まずは、アンチフォレンジック機能について説明しよう。現在も情報流出は様々な形で発生している。その原因は、内部の人間による犯行も少なくない。そのような行為に対して、どのような手口で情報を盗み出したかという証拠を保全するための仕組みやツールを総称してフォレンジックといわれる。情報流出の事実解明以外にも、裁判などの証拠として、フォレンジックで収集されたデータが犯罪の証明として利用されることがある。日本でもJ-SOX法の施行と合わせ、注目されているものだ。

今回、検出されたボットウイルスであるが、フォレンジック機能を無効化するものである。同時にこのボットを生成し制御するツールの存在も確認されたとのことである。このボットウイルスは、攻撃対象PCを乗っ取ると、PCのシステム日時を自動的に変更することでボットウイルス自身の発見を遅らせ、ボットウイルスの存在を検知され場合にも、解析作業を乱す行為を行う。攻撃者はゾンビPCを長期間に渡り、自由に操作することが可能となる。

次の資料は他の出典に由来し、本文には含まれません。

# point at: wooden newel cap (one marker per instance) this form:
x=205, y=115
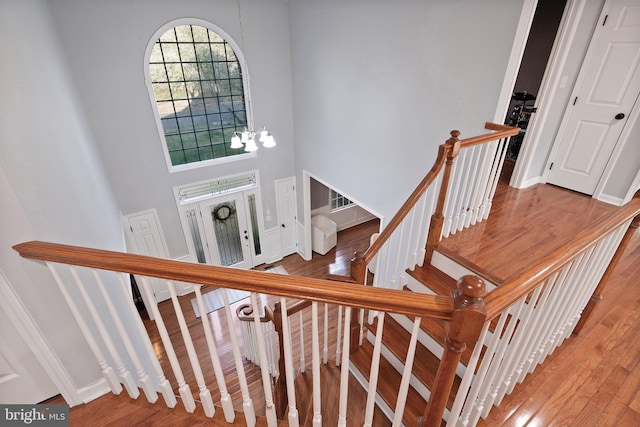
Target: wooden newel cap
x=472, y=287
x=454, y=135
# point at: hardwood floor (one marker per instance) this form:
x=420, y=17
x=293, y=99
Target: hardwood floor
x=592, y=380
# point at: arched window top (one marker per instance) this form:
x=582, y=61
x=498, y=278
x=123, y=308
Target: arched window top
x=197, y=82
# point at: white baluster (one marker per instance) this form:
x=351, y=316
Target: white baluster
x=247, y=404
x=288, y=365
x=183, y=388
x=107, y=371
x=338, y=336
x=406, y=374
x=270, y=409
x=302, y=351
x=225, y=397
x=344, y=371
x=373, y=374
x=205, y=394
x=163, y=384
x=125, y=376
x=145, y=381
x=325, y=337
x=315, y=366
x=462, y=406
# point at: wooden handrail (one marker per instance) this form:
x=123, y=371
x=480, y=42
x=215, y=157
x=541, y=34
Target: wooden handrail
x=523, y=282
x=446, y=150
x=325, y=291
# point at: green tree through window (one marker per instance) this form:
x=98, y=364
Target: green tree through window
x=196, y=79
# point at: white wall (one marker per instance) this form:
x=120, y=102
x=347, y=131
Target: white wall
x=378, y=85
x=51, y=183
x=105, y=42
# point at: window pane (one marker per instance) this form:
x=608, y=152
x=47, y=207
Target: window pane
x=200, y=106
x=199, y=34
x=161, y=91
x=170, y=52
x=187, y=52
x=185, y=124
x=184, y=33
x=174, y=72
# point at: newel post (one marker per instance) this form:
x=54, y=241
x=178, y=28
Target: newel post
x=469, y=317
x=452, y=145
x=280, y=387
x=597, y=293
x=359, y=275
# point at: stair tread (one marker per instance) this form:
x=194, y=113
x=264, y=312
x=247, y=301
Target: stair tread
x=389, y=383
x=396, y=339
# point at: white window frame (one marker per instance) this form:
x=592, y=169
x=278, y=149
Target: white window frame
x=245, y=83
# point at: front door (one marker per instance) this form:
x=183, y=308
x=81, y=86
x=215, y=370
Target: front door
x=606, y=91
x=226, y=226
x=286, y=198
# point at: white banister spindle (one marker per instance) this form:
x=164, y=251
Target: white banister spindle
x=302, y=351
x=163, y=384
x=270, y=409
x=288, y=365
x=205, y=394
x=344, y=370
x=107, y=371
x=315, y=366
x=143, y=378
x=339, y=337
x=406, y=374
x=460, y=410
x=373, y=374
x=247, y=403
x=183, y=388
x=225, y=397
x=124, y=375
x=325, y=336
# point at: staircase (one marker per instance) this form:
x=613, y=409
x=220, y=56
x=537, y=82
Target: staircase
x=459, y=310
x=499, y=254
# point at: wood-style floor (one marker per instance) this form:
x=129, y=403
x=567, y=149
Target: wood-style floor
x=592, y=380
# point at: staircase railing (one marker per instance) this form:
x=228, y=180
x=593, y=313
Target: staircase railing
x=452, y=196
x=94, y=285
x=534, y=311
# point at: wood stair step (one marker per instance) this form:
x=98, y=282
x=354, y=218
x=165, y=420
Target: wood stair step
x=425, y=366
x=389, y=383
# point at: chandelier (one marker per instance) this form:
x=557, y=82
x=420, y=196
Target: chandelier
x=247, y=139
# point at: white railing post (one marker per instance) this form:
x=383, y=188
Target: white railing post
x=125, y=375
x=247, y=404
x=107, y=371
x=270, y=408
x=288, y=363
x=183, y=388
x=143, y=378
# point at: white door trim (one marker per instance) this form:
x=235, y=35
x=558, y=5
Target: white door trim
x=11, y=304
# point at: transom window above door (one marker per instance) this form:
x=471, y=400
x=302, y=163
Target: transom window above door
x=195, y=80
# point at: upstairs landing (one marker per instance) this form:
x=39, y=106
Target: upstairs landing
x=524, y=226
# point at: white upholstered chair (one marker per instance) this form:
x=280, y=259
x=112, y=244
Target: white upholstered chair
x=324, y=234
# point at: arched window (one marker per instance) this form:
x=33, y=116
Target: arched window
x=195, y=78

実際に確認された攻撃では、ボットウイルスに感染したPCを経由して組織内部のファイルサーバーやメールサーバーに侵入し、日本語で記述された重要資料をあさった事例が報告されている。今後も、IDやパスワード、事業情報などの機密情報を狙った悪意を持った行為の増加が懸念される。ラックでは、この種の攻撃に対し、機密情報が標的となる場合は事実が公にされにくいことから、社会的な問題として取り上げられないケースが多くなると予想する。また、この種の攻撃は、今後も拡大すると予測している。

対策としては、

  • すべてのPC、およびサーバのアンチウィルスソフトの定義ファイルを最新の状態にする
  • 複数のPC、およびサーバで同じID、パスワードを利用しないようアカウント管理を徹底する
  • 通常のフォレンジック技術では解析不能であるため、万一の被害発生に備えてメモリダンプを取得する
  • 被害の早期発見のため、組織内での情報共有、および連携体制を整備する

といったことを推奨している。企業などでは、普段のウイルス対策とともに、一層の警戒が必要となるだろう。